Neste primeiro dia da Primavera, perfaz um ano do falecimento do monsenhor José Soares Nunes que, durante 60 anos, foi professor do Seminário Episcopal de Angra.
Aos 84 anos, o padre José Nunes partiu para o Pai e neste primeiro ano, após a sua morte, apenas ficou a ausência de uma pessoa que, durante anos se dedicou inteiramente à Igreja, essencialmente, na formação e acompanhamento de jovens vocacionados ao sacerdócio.
A minha turma foi a primeira a não ter o privilégio de o ter como professor, visto que, no ano lectivo em que iniciamos a Teologia, ele deixou de leccionar. Contudo, tivemos a felicidade de alguns os momentos de convívio, de diálogo, de troca de olhares, que foram também outras formas de ele [nos] ensinar. E nisto, ele era e é exímio: chegava sem alarmes, presente sem dar das vistas, falar sem se sobrepor, ir embora quando achava que tinha que ir.

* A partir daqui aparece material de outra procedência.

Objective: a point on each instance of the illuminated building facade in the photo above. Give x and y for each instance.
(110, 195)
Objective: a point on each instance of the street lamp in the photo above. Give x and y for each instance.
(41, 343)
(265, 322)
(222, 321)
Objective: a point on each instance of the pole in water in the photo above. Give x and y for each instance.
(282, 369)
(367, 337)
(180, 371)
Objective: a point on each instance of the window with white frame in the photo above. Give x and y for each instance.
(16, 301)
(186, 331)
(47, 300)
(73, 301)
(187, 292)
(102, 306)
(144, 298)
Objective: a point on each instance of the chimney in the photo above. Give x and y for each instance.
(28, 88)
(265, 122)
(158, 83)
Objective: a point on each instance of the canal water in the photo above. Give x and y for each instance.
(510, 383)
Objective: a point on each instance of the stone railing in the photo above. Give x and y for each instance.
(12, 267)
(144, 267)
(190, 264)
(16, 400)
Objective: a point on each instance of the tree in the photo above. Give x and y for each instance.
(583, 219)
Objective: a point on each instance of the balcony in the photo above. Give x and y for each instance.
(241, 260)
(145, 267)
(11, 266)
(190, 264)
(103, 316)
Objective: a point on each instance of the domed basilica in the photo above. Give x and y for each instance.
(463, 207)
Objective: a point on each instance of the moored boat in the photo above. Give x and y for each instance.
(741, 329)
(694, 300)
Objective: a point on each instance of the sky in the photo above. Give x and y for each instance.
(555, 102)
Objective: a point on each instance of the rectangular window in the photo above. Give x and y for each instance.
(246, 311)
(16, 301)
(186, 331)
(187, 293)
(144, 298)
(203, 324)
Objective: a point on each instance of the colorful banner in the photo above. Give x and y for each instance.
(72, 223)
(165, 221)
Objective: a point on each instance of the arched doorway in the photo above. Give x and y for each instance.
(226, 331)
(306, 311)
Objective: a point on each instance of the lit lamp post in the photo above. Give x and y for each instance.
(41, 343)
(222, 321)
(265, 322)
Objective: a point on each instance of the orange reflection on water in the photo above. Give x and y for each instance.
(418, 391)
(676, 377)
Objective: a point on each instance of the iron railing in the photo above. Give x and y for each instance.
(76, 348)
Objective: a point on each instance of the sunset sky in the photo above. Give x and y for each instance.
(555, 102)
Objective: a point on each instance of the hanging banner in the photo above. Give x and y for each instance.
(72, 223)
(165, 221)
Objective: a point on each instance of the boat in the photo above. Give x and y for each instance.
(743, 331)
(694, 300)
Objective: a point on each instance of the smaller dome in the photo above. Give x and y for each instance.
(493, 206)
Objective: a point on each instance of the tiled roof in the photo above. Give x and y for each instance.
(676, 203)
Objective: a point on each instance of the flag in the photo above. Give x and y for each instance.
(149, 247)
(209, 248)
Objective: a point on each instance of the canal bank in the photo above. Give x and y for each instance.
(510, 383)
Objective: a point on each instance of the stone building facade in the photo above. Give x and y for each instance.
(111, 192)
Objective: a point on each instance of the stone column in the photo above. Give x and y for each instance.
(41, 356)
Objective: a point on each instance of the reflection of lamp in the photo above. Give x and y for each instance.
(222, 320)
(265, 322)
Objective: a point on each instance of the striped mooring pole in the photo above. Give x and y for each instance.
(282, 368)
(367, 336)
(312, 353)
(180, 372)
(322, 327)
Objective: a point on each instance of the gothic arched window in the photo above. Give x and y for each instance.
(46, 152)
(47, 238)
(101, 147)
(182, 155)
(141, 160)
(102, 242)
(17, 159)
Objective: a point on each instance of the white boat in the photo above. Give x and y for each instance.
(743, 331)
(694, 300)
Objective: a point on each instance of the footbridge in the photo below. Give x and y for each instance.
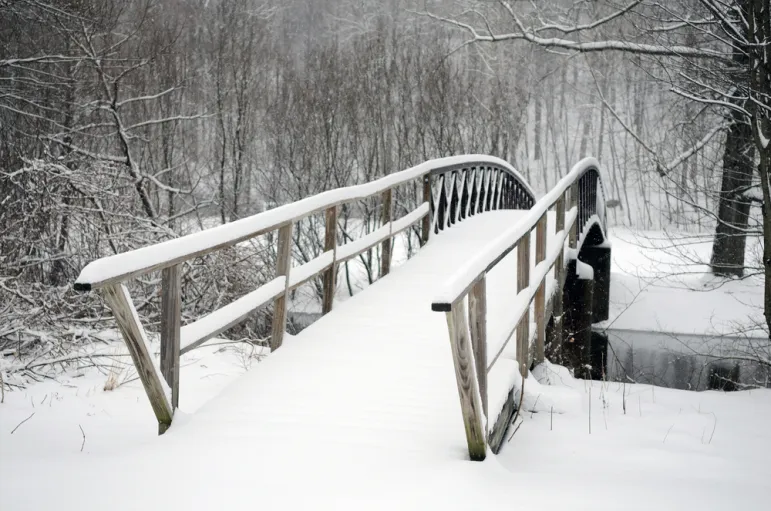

Neste primeiro ano, após a sua morte, ficou apenas a ausência de alguém que madrugava e, por vezes, ainda antes do sol se levantar, já a luz do seu quarto reflectia no parapeito exterior da sua janela, virada para o pátio das aulas, com uma vista privilegiada sobre as torres da Sé e o Monte Brasil.
Neste primeiro ano, após a sua morte, ficou a penas a ausência de alguém que tinha as horas dos dias programadas ao rigor alternadas, ora com a leitura e estudo no quarto ou assistindo, pela milésima vez, os episódios do Inspector Max, ora na capela a rezar. E na capela, a grande sala de aulas do Mestre, o padre José Nunes dedicava muito tempo: momentos da liturgia das horas, o terço, a via-sacra, leitura das homilias do Santo Padre, as orações das pagelas dos santinhos, a Eucaristia, o silêncio…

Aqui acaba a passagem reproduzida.